I was sitting in my little one-bedroom apartment in Olean, N.Y. The NBA Finals were on TV, and the Lakers were thrashing the Philadelphia 76ers. I was on my computer — my old red bubble iMac — chatting on AOL Instant Messenger with my friend and mentor, Mike Vaccaro. We were talking about journalism and column writing.
Mike brought up Jimmy Breslin, a name I vaguely knew but whose work I wasn’t familiar with. He told me a story I hadn’t yet heard, about how after the JFK Assassination, Breslin and a colleague were standing around watching all the serious reporters do serious stories on the serious people. Breslin turned to his colleague and said, You know what? I’m gonna do a column on the guy digging the grave.”
“And he did. And it was gold,” Mike wrote to me.
I said that sounded amazing, then made some reference to Kobe Bryant’s game.
Mike sent me a link to the column.
Forget Kobe. Take two minutes and let Breslin change your life.
It did.
Along with the moment I first read Charlie Pierce’s book, this was one of the defining moments in my journalism life. It showed me what a column could be. It showed me the value of zagging when everyone else zigs. It showed me the power of the small story, the value of reporting, the importance of tiny details.

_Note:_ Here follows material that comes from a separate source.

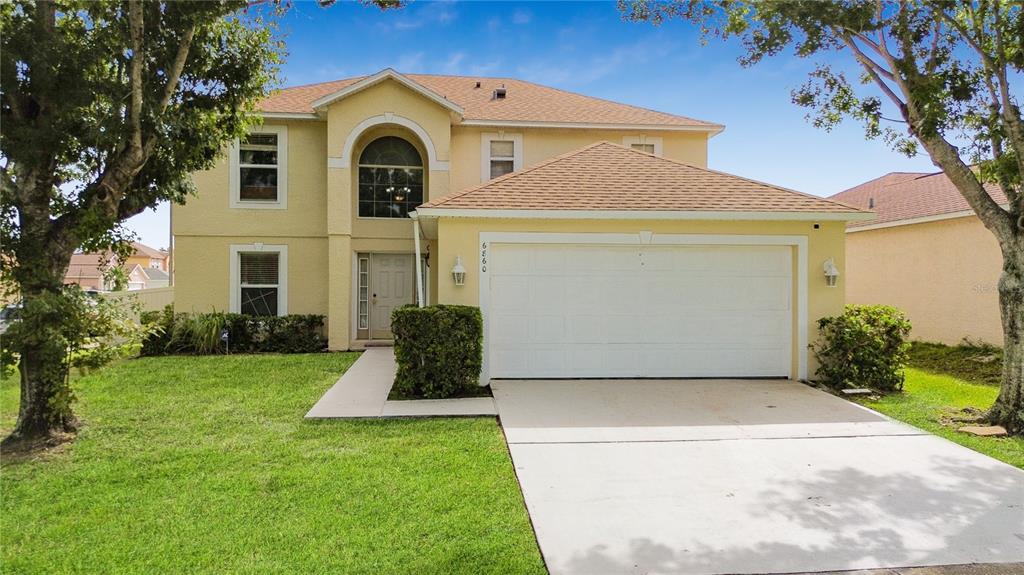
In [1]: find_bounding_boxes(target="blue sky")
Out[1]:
[121,1,936,247]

In a way, the gravedigger column has kind of become a cliche in journalism. I’m sure Slate or Deadspin will have a piece about how the column is overrated and spawned so much overwrought journalism. But it’s a cliche in the way that the three-chord songs of the Ramones are. Because at their best, they represent the best of the form. We don’t hold every bad punk band against the Ramones. And we can’t hold every overwritten column against Breslin, who died on Sunday.

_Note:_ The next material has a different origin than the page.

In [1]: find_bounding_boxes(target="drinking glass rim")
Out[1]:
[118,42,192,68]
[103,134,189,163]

The Gravedigger column by Jimmy Breslin, to me, is the perfect newspaper column.
Clifton Pollard was pretty sure he was going to be working on Sunday, so when he woke up at 9 a.m., in his three-room apartment on Corcoran Street, he put on khaki overalls before going into the kitchen for breakfast. His wife, Hettie, made bacon and eggs for him. Pollard was in the middle of eating them when he received the phone call he had been expecting. It was from Mazo Kawalchik, who is the foreman of the gravediggers at Arlington National Cemetery, which is where Pollard works for a living. "Polly, could you please be here by eleven o'clock this morning?" Kawalchik asked. "I guess you know what it's for." Pollard did.
He hung up the phone, finished breakfast, and left his apartment so he could spend Sunday digging a grave for John Fitzgerald Kennedy.